Written by: Sherman Alexie
Illustrated by: Ellen Forney
Publication Info: 2007, Little, Brown, and Company
One Line: Junior, a 14-year-old living on the Spokane Indian Reservation, tells the tale of his first year at the neighboring all-white non-reservation school of Reardan.
Brief Summary: Junior, as he’s called on the Spokane Indian Reservation, has always been different. He was born with hydrocephalus, or excess fluid on the brain – he was supposed to die, but didn’t. He did have seizures and speech problems and need funny glasses, though, which made him a target on the reservation. He was also smart and wanted an education, something not important to his best friend, Rowdy. As a freshman at the reservation, Junior gets upset about the lack of quality materials and decides he wants to transfer to the all-white school nearby called Reardan. His parents allow it, but it is a struggle for everyone. His best friend Rowdy stops speaking to him, the reservation considers him a traitor, and he struggles to fit in and deal with abuse based on
Thoughts: This book is at times humorous, at times heartbreaking (well, often heartbreaking), but always engaging, and it always seems real. Junior is a wonderfully complex character with a great self-deprecating voice, who lends humor to even the darkest situations. He is struggling with his identity, wondering if having success in life means he is betraying the tribe, and wondering how he can still be an Indian outside of the reservation. Alexie takes on the stereotypes of the Indian population, declaring some of them, like excessive alcohol abuse, to be true. That Junior still makes it through his year with three devastating and important deaths in his life is a testament to his strength as a character. The story is told in first person, and somehow the tone remains hopeful, even at its bleakest moments. The character is always able to pull himself up out of the muck, an important message to those struggling to better their lives. He has been willing to take a chance to try to get an education and improve himself, and the theme that it is important to believe in yourself, and what it means when others believe in you (and simply say “you can do it”) is seen throughout the book. Junior is as surprised by other people as they are by him – he did not expect his white school to embrace him as thoroughly as it did, pointing out that we all have our biases to get rid of. The cartoons add another level of insight, as they almost seem to be the even more personal thoughts that Junior does not say aloud (although he does not hold much back). This book deserves all of its accolades, as it shows that deep down, we are all humans, searching for acceptance and meaning.

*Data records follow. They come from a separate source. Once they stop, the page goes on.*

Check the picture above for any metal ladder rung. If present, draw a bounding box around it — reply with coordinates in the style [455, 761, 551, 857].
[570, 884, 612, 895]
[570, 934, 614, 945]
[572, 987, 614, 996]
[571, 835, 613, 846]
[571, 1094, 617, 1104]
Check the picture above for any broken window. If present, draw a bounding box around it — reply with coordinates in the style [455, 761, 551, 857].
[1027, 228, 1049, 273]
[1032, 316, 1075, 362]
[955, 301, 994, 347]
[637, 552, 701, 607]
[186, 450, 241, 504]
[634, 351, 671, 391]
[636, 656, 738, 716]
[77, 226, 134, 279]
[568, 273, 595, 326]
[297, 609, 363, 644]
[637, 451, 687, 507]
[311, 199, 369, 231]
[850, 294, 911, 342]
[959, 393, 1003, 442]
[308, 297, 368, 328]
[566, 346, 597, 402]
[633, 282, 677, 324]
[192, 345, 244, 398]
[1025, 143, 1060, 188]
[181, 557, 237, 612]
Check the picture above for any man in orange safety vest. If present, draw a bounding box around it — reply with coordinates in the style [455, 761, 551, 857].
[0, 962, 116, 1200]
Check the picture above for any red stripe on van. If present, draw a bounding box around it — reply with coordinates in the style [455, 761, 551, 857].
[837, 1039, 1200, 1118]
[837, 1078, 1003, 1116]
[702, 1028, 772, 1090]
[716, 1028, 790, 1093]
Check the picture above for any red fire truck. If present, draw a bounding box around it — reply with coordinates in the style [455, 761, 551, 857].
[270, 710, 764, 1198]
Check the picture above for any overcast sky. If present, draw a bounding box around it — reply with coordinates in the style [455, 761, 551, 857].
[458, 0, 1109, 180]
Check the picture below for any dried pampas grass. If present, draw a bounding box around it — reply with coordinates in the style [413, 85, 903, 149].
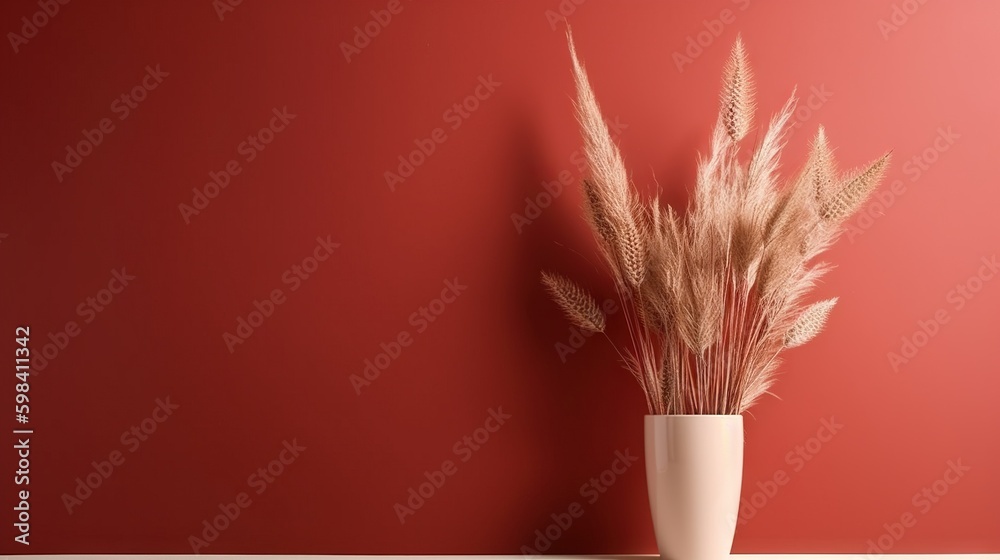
[542, 31, 890, 414]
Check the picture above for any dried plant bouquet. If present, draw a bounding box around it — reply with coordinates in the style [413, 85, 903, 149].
[542, 31, 889, 415]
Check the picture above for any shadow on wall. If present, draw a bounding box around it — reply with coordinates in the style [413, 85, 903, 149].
[506, 109, 621, 551]
[500, 105, 695, 553]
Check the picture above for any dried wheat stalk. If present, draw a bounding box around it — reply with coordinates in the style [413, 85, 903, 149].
[541, 271, 606, 333]
[542, 31, 890, 414]
[720, 37, 755, 142]
[785, 298, 838, 348]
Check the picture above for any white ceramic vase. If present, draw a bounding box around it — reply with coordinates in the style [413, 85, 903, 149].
[645, 414, 744, 560]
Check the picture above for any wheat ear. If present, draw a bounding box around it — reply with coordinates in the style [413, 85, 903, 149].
[616, 203, 648, 289]
[582, 178, 616, 247]
[809, 126, 837, 203]
[820, 153, 891, 221]
[541, 272, 606, 332]
[784, 298, 838, 348]
[720, 35, 755, 142]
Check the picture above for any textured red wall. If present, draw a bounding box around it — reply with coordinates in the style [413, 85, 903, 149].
[2, 0, 998, 555]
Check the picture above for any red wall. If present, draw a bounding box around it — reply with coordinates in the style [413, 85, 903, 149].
[2, 0, 998, 554]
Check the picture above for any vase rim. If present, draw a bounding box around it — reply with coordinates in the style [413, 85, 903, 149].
[644, 414, 742, 417]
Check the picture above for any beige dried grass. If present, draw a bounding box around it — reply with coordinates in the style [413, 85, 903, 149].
[543, 30, 889, 414]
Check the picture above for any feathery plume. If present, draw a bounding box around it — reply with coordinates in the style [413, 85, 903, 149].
[567, 28, 630, 201]
[567, 28, 647, 290]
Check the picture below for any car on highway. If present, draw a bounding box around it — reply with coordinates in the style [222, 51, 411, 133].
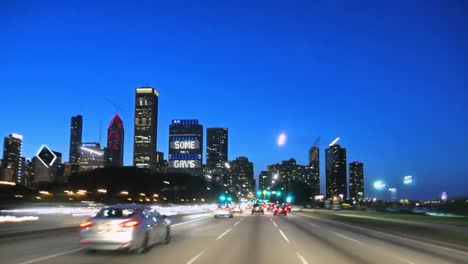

Author Information: From www.fallsapart.com: “Winner of the PEN/Faulkner Award for Fiction, the PEN/Malamud Award for Short Fiction, a PEN/Hemingway Citation for Best First Fiction, and the National Book Award for Young People's Literature, Sherman Alexie is a poet, short story writer, novelist, and performer.
He has published 24 books including What I've Stolen, What I've Earned, poetry, from Hanging Loose Press; Blasphemy: New and Selected Stories, from Grove Press; and The Absolutely True Diary of a Part-Time Indian, a novel from Little, Brown Books for Children.
He has also recently published the 20th Anniversary edition of his classic book of stories, The Lone Ranger and Tonto Fistfight in Heaven.
Smoke Signals, the movie he wrote and co-produced, won the Audience Award and Filmmakers Trophy at the 1998 Sundance Film Festival.
A Spokane/Coeur d'Alene Indian, Alexie grew up in Wellpinit, Washington, on the Spokane Indian Reservation.
Alexie has been an urban Indian since 1994 and lives in Seattle with his family.”